According to Ryan Holiday’s new book, Conspiracy: Peter Thiel, Hulk Hogan, Gawker, and the Anatomy of Intrigue, Thiel considered illegal actions such as bribery, hacking, and theft against Gawker Media after Valleywag claimed Thiel was gay in a 2007 post. Holiday quotes Thiel saying, “There are things that were very tempting, an eye for an eye, tooth for a tooth. Retributive justice. . . . But I think those would have ultimately been self-defeating. That’s where you just become that which you hate.” Thiel ended up backing Hulk Hogan in a successful lawsuit that led to Gawker shutting down and Gawker Media’s founder Nick Denton declaring bankruptcy.
Two years after Harper Lee’s death at the age of eighty-nine, her will has been unsealed. But, as the New York Times reports, questions about Lee remain unanswered, especially concerning her decision to publish a follow-up to To Kill A Mockingbird in 2015. That sequel, Go Set a Watchman, was the best-selling book of the year, but fans are divided about whether she intended to release the book or was taken advantage of by her representatives.

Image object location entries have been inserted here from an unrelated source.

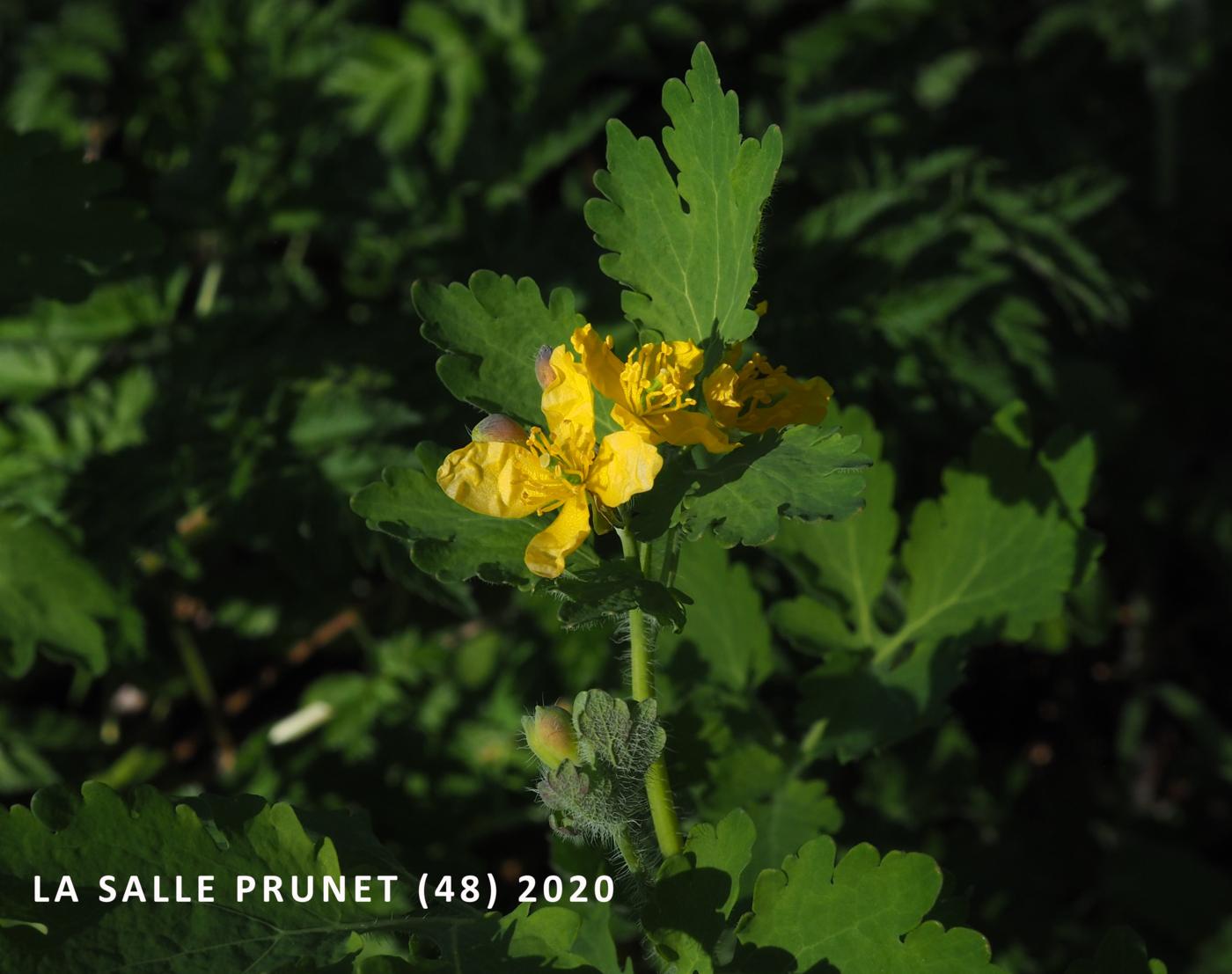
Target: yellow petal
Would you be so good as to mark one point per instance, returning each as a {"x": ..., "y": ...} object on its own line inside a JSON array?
[
  {"x": 626, "y": 465},
  {"x": 634, "y": 424},
  {"x": 568, "y": 403},
  {"x": 498, "y": 480},
  {"x": 547, "y": 551},
  {"x": 684, "y": 428},
  {"x": 600, "y": 363}
]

Quinn Norton, the technology writer who was hired to be a New York Times columnist, then quickly fired because of controversial tweets and her online friendship with a neo-Nazi, tells her side of the story at The Atlantic. According to Norton, it wasn’t her real self, but an online “doppelgänger” that caused the online outrage that led to her termination—out of context tweets, mainly. Of her friendship with Andrew Auernheimer (known online as “weev”), a webmaster for the anti-Semitic site The Daily Stormer, Norton writes, “weev is just one of many terrible people I’ve cared for in my life. I don’t support what my terrible friend believes or does. But I strongly advocate for people with a good sense of themselves and their values to engage with their terrible friends, coworkers, and relatives, to lovingly confront them for as long as it takes, and it would be wrong to not do so myself.”
Tonight at the Brooklyn Public Library, David Mamet presents his new book, Chicago: A Novel.